DISCIPLINAM PONE IN CORDE TUO
Casoli Studio,
Milan 1990
THE EXHIBITION
As well as a library, you could imagine a museum of ethnology or zoology (I am thinking of a butterfly room in the zoological museum)… The relationship between walls laden with images, and works in space stimulates imagining cataloguing places.
Each individual work contains in itself the idea of the series. They live side by side as in a flow, in which each single work acquires importance.
In the exhibition there is a use of styles and techniques that share with historic abstractionism both its cultured, more pictorial matrix and its popular, decorative one. You pass from a decorative to a symbolic manner, to a greater abstraction. The white casts obtained in aluminium moulds in which sweets are prepared go alongside blocks of drawing paper (also white) and the colour painted below the wooden surfaces reverberates on everything. It is as if the colour drowned the materials designed for painting.
So, in reality, I have emptied the space filling it to the level of paradox, and thus I show it as an apparition. An apparition cannot be the consequence of a simple evocation, it is always the result of work. Emptying and dematerialising are part of putting a work together, an accumulation and not a renunciation.

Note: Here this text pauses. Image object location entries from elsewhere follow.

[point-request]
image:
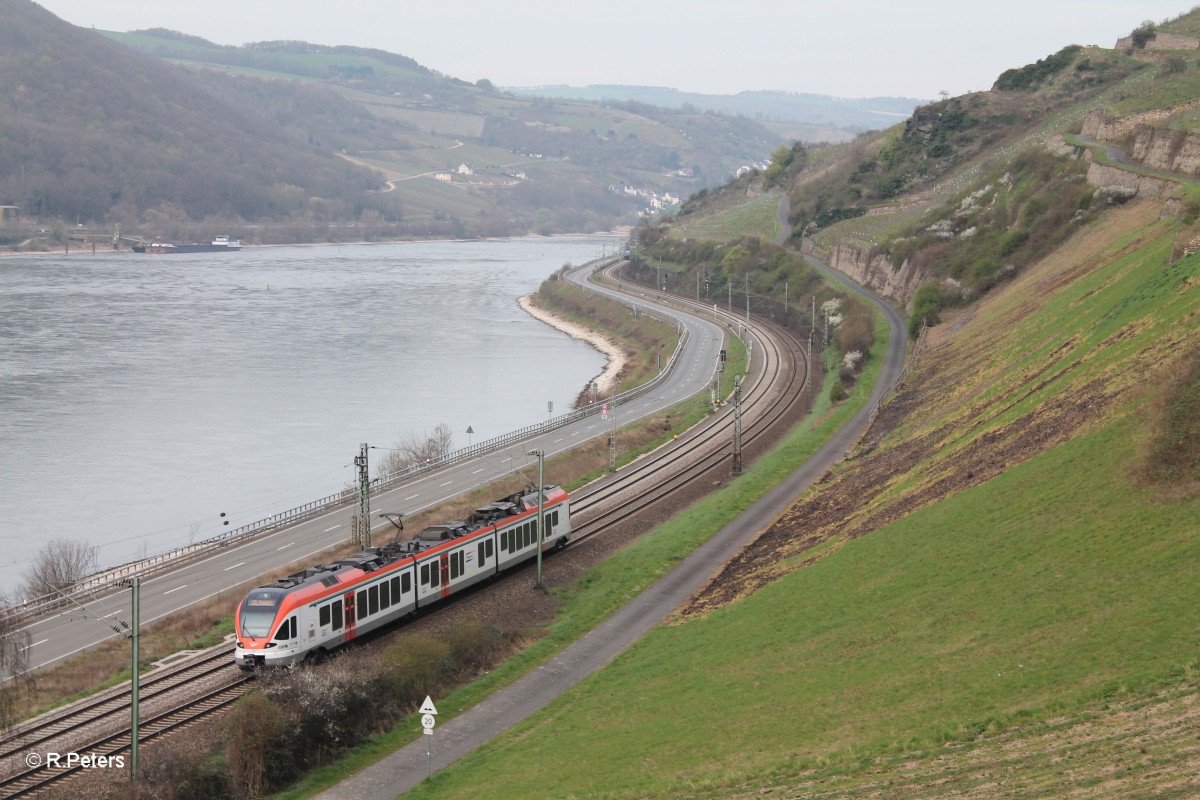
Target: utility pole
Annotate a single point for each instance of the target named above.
(136, 588)
(363, 539)
(748, 298)
(541, 513)
(737, 425)
(612, 441)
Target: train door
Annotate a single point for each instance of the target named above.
(351, 617)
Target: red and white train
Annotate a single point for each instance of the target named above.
(323, 607)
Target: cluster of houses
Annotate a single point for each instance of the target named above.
(654, 202)
(466, 170)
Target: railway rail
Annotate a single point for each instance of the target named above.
(95, 726)
(99, 726)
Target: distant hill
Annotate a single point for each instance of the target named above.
(849, 115)
(94, 132)
(467, 158)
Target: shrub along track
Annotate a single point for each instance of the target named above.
(605, 516)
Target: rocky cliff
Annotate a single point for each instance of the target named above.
(876, 272)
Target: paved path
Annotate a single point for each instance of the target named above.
(455, 738)
(1117, 157)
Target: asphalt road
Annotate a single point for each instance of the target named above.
(77, 629)
(455, 738)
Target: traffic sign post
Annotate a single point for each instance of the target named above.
(429, 719)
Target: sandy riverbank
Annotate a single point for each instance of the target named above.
(606, 344)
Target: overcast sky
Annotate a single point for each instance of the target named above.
(852, 48)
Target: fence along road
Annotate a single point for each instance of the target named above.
(84, 623)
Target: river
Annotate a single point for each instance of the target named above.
(142, 396)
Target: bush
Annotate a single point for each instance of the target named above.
(857, 330)
(927, 307)
(256, 749)
(414, 667)
(474, 647)
(1012, 241)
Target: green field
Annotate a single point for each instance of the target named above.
(747, 217)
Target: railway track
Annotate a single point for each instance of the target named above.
(99, 726)
(706, 450)
(95, 726)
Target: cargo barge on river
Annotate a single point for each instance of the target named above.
(220, 245)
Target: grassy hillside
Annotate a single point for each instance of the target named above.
(989, 564)
(995, 595)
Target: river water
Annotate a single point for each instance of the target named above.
(141, 396)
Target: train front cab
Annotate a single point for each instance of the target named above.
(268, 632)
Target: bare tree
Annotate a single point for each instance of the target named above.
(418, 449)
(60, 564)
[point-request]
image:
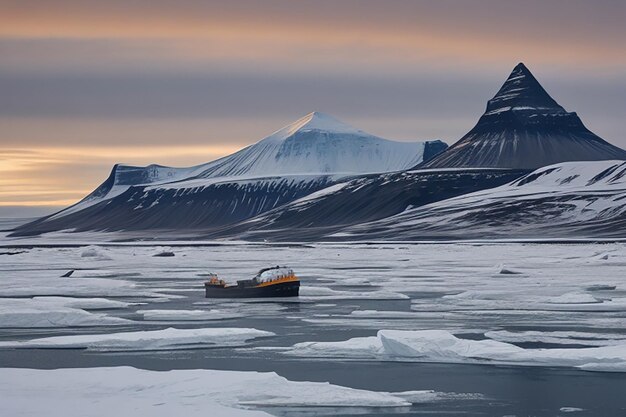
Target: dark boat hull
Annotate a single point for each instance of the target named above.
(283, 289)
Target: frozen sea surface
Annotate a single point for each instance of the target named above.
(494, 329)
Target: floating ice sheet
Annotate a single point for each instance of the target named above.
(187, 315)
(52, 312)
(122, 391)
(442, 346)
(167, 339)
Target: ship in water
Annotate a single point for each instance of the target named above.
(276, 281)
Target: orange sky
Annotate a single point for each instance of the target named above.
(90, 83)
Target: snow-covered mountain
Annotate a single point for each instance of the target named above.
(361, 200)
(321, 144)
(567, 200)
(307, 155)
(316, 144)
(523, 127)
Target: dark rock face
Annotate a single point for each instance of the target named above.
(572, 200)
(524, 128)
(362, 200)
(187, 211)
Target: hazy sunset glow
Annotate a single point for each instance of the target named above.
(87, 84)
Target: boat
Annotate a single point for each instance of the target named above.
(277, 281)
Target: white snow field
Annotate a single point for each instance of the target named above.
(41, 312)
(443, 346)
(396, 311)
(165, 339)
(316, 144)
(187, 315)
(126, 391)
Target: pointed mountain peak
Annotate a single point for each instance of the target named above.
(315, 121)
(522, 91)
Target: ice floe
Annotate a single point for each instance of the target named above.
(558, 337)
(125, 391)
(47, 313)
(187, 315)
(166, 339)
(574, 298)
(443, 346)
(323, 293)
(95, 252)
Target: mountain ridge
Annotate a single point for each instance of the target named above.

I could not use the term «installation» for this exhibition. Here there is no work in which a visitor can enter and feel that he has become an integral part of it. There is always a frontal relationship, a challenge between each of the exhibits and the spectator…
THE ARTWORKS
The works of art in the exhibition were all produced on printers’ sheets on which the invitation to the preceding Tucci Russo exhibition had been printed. On each sheet, approximate size 50 x 70 cm, the word GAS had been repeatedly printed, vertically. On these sheets, using rubber rollers, I had painted vertical bands in oil following the advancement of the word, covering it with colour, sometimes in a homogeneous manner, sometimes transparently and at other times leaving it visible. The sheets were then laid side by side to form pictures that could take on the great dimensions of a fresco or the form of architectonic decorations (like the enamelled paint-work on the lower parts of walls to protect them from wear) or smaller dimensions, as if they were abstract paintings. I was interested in giving solid form to the colour of the preceding exhibition, in completing the process of crystallisation and precipitation, in an almost chemical sense, that had begun with such luminosity. Giving body to a phantom, grabbing it by the throat.